Gemäß § 18 Abs 5 BFA-VG hat das BVwG der Beschwerde, der die aufschiebende Wirkung aberkannt wurde, diese binnen einer Woche ab Vorlage der Beschwerde von Amts wegen zuzuerkennen, wenn anzunehmen ist, dass eine Zurückweisung, Zurückschiebung oder Abschiebung des Fremden in seinen Herkunftsstaat eine reale Gefahr einer Verletzung von Art 2 EMRK, Art 3 EMRK, Art 8 EMRK oder der Protokolle Nr. 6 oder Nr. 13 zur Konvention bedeuten würde oder für ihn als Zivilperson eine ernsthafte Bedrohung des Lebens oder der Unversehrtheit infolge willkürlicher Gewalt im Rahmen eines internationalen oder innerstaatlichen Konfliktes mit sich bringen würde. In der Beschwerde gegen den in der Hauptsache ergangenen Bescheid sind die Gründe, auf die sich die Behauptung des Vorliegens einer realen Gefahr oder einer ernsthaften Bedrohung des Lebens oder der Unversehrtheit gemäß Satz 1 stützt, genau zu bezeichnen.
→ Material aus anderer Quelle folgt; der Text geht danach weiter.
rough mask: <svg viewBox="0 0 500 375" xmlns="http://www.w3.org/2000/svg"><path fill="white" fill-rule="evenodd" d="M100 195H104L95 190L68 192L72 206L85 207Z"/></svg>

Eine Grobprüfung der vorgelegten Akten und der dem BVwG vorliegenden Informationen über die Lage im Herkunftsstaat des BF (Bosnien und Herzegowina) ergibt keine konkreten Hinweise für das Vorliegen der Voraussetzungen des § 18 Abs 5 BFA-VG, zumal es sich um einen sicheren Herkunftsstaat handelt. Auch wenn man das vom BF in seiner Beschwerde angegebenen Privat- und Familienleben berücksichtigt, muss jedoch auch festgestellt werden, dass der BF zu keiner Zeit im Bundesgebiet einen Wohnsitz hatte (außer Haft), hier nie einer legalen Beschäftigung nachging und der Familienbezug – zu Onkels und Cousins – immer nur im sichtvermerkfreien Zeitraum möglich war. Die Kontakte zu seinen hier lebenden Familienangehörigen, können nach seiner Entlassung auch durch Besuche außerhalb Österreichs und durch diverse Kommunikationsmittel (Telefon, Internet) gepflegt werden. Daher liegt durch die Aberkennung der aufschiebenden Wirkung kein unverhältnismäßiger Eingriff in sein Familien- und Privatleben vor, zumal dem öffentlichen Interesse an der Vornahme einer aufenthaltsbeendenden Maßnahme aufgrund der strafbaren Handlung im Bereich von Suchtgiftdelikten ein großes Gewicht beizumessen ist und der BF seinen Gesinnungswandel und die nachhaltige Abkehr erst durch einen längeren Wohlverhaltenszeitraum in Freiheit nach dem Strafvollzug unter Beweis stellen müssen wird.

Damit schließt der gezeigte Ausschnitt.